Possibility number 3: If there were no petitioners at all then the same result as in possibility number 2 ensues.  If either possibility number 2 or 3 is what happened, then this regime, the Attorney General, The “New” Supreme “Gambianisation” Court are all frauds. The decision on November 27, 2017 was then a big SHAM!

The new regime and the AG are frauds because they are now in favor of a law that they were against when they were not in power and now that they are in power, they are in favor of it.

The fact remains that Section 5(2) has not been amended since the new regime came to power. The provision has not changed itself since the current regime came to power. It is the same law as it was when the former regime was in power. So if the new regime now favors Section 5(2) of the POA, it is because they are now in power and were against it when they were not in power. Majority of Gambians know what has been the effects of Section 5(2) of the POA as it has been and is enforced today.

The entire proceeding of this case should be in the public domain, and Gambians, especially journalists should have access to the records of this case to find out what happened. I challenge all Gambian journalists both home and in the Diaspora to look into the records of this case from the initial petition filed to the Supreme Court’s decision on November 27, 2017. We need to know who were the Petitioners and who argued for them? Who were the Respondents and who argued for them? Please make sure that whatever you find out have it published it for all to see.

If the AG’s office argued for the Respondents’ side then that press conference he gave on November 27, 2017 was a farce. It would mean that while the AG was preaching respect for the Rule of Law, he was in fact glad that the Supreme Court ruled that section 5(2) POA was not inconsistent with Section 25(d) of the Constitution.

2 Comments

  1. The decision to uphold the POA is disturbing and indeed a sham and insult to the intelligence of all Gambians. First common sense should have dictated that Darboe can no longer remain a Petitioner and at the same time a Respondent by proxy because of his position in this administration. Bah Tambadou should have informed him of the peril and conflict. Now that this administration has chosen to be on the wrong side of history and taken this hugely unpopular position, one can only assume to be able to restore a systematic oppressive environment towards real and perceived political enemies or opponents, how do they explain this to our people.

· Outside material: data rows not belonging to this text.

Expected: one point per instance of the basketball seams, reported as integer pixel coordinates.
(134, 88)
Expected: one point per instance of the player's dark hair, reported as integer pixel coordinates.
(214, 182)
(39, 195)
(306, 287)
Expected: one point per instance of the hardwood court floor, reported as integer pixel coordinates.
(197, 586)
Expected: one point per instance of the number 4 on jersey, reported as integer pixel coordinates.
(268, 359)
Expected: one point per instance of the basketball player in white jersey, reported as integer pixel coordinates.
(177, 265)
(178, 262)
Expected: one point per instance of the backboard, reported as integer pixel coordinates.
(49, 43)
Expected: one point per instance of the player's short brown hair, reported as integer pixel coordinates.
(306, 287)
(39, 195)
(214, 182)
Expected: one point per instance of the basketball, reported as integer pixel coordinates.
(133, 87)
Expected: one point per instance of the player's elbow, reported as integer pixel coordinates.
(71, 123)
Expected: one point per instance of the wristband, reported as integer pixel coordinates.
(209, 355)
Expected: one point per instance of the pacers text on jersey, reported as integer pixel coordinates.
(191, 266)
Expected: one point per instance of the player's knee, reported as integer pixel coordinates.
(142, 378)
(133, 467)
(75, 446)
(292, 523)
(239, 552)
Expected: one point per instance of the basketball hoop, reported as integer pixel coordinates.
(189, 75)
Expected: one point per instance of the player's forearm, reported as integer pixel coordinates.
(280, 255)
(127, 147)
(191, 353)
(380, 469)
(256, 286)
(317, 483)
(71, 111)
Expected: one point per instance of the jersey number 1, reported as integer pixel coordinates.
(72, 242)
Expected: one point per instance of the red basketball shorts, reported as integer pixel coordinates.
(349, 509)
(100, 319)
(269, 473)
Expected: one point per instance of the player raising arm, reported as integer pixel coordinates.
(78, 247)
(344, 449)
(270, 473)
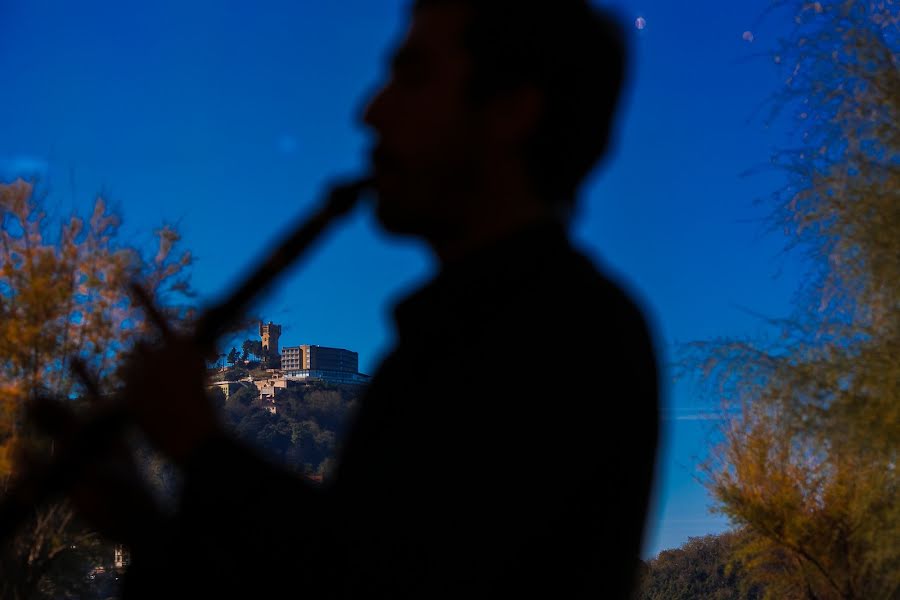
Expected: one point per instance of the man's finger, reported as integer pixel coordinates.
(52, 417)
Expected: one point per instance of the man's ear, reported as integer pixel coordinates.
(511, 117)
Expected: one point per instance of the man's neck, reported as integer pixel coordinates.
(501, 217)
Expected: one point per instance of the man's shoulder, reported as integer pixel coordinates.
(572, 289)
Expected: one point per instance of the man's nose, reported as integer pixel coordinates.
(374, 113)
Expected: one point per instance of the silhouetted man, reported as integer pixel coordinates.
(506, 445)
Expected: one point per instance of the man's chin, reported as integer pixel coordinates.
(394, 220)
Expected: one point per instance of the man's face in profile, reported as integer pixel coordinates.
(429, 138)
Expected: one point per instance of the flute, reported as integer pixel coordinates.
(110, 424)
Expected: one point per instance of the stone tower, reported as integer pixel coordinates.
(270, 334)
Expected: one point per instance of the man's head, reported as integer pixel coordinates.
(489, 90)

Certainly Bah Tambedou attempt to lecture us on the rule of law is at best ineffective, frankly nonsensical. Don’t understand why people keep repeating poor decisions after poor decisions. Just don’t get it. Allah help us. This is very disappointing. Truly a bad day for Gambia.

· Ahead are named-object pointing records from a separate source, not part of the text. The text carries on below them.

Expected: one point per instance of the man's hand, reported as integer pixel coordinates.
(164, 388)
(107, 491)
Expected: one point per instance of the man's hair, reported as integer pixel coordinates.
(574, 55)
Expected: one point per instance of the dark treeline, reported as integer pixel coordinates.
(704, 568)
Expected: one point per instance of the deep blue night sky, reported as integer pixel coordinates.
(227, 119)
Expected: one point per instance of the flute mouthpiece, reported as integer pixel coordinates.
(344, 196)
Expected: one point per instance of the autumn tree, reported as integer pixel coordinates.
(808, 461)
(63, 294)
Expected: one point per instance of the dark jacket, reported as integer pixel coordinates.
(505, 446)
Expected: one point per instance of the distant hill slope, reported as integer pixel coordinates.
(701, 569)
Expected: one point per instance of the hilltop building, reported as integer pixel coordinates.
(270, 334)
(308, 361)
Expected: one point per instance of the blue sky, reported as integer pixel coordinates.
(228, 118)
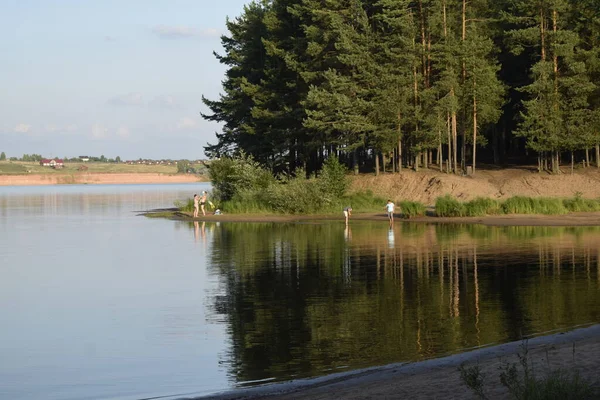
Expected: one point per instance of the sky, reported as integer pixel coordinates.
(110, 77)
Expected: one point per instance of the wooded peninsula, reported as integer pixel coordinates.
(389, 84)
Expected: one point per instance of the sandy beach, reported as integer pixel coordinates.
(577, 350)
(94, 178)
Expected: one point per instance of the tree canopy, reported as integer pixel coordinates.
(387, 84)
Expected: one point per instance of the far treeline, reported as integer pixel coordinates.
(389, 84)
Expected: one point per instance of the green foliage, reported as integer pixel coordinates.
(185, 206)
(412, 209)
(362, 201)
(333, 179)
(448, 206)
(579, 204)
(481, 206)
(524, 383)
(473, 379)
(530, 205)
(232, 176)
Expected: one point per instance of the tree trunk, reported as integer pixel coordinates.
(572, 163)
(587, 157)
(399, 155)
(439, 154)
(463, 156)
(474, 127)
(449, 159)
(454, 137)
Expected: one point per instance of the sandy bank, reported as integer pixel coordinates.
(427, 185)
(93, 178)
(578, 350)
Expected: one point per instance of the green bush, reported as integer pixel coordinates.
(481, 206)
(332, 179)
(297, 196)
(185, 206)
(412, 209)
(364, 201)
(448, 206)
(529, 205)
(578, 204)
(230, 176)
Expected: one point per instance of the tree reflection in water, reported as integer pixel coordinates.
(305, 299)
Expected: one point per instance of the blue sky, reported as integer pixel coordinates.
(114, 77)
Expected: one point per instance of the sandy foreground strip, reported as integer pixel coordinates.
(94, 178)
(577, 350)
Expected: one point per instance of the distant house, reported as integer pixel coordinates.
(55, 163)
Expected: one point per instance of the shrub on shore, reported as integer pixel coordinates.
(523, 381)
(530, 205)
(579, 204)
(482, 206)
(448, 206)
(412, 209)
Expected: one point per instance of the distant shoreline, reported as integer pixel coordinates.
(571, 219)
(95, 178)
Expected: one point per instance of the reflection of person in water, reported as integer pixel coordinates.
(347, 233)
(389, 207)
(196, 230)
(391, 238)
(196, 200)
(200, 231)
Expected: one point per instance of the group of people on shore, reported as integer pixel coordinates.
(200, 204)
(390, 207)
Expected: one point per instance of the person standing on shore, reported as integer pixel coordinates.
(196, 199)
(203, 202)
(389, 207)
(347, 213)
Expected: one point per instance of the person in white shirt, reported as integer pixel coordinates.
(389, 207)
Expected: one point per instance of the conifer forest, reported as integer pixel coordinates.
(391, 84)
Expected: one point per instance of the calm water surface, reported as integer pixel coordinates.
(99, 303)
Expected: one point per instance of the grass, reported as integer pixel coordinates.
(532, 205)
(482, 206)
(579, 204)
(524, 383)
(412, 209)
(447, 206)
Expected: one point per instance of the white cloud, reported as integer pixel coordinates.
(99, 131)
(182, 32)
(123, 132)
(186, 123)
(165, 102)
(22, 128)
(129, 99)
(70, 128)
(53, 128)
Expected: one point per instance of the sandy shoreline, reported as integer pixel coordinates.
(94, 178)
(577, 350)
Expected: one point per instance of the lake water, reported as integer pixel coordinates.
(97, 302)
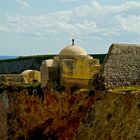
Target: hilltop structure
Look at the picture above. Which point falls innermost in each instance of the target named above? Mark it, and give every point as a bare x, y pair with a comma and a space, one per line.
121, 67
72, 66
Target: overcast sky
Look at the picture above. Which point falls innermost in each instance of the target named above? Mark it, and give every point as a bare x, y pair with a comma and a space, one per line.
30, 27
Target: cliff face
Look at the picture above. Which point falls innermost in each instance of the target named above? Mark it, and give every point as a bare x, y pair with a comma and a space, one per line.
30, 114
113, 116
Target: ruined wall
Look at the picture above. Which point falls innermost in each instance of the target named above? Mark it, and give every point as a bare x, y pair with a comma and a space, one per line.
78, 71
113, 116
121, 67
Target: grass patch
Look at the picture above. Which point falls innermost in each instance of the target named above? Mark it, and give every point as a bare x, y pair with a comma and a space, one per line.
129, 88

  2. There seems to be something odd and fishy going on with the POA. I think the possibility that positions held in opposition about the POA might now have changed, now that the opposition is in government, does seem quite plausible.
    How else could the continued enforcement of the POA be explained?Why didn’t this government rush a bill through the National Assembly to amend the relevant section (5 (2)), if they “hate” it so much? If indeed, the government has had a change of position and wants to keep this part of the act, hiding behind the Supreme Court to achieve it would be an act of extreme cowardice and deception.
    Whatever their position is in relation to section 5 (2) of the POA, we must be vigilant and make sure the new constitution does not carry similar provisions that could curtail enshrined and guaranteed rights of citizens.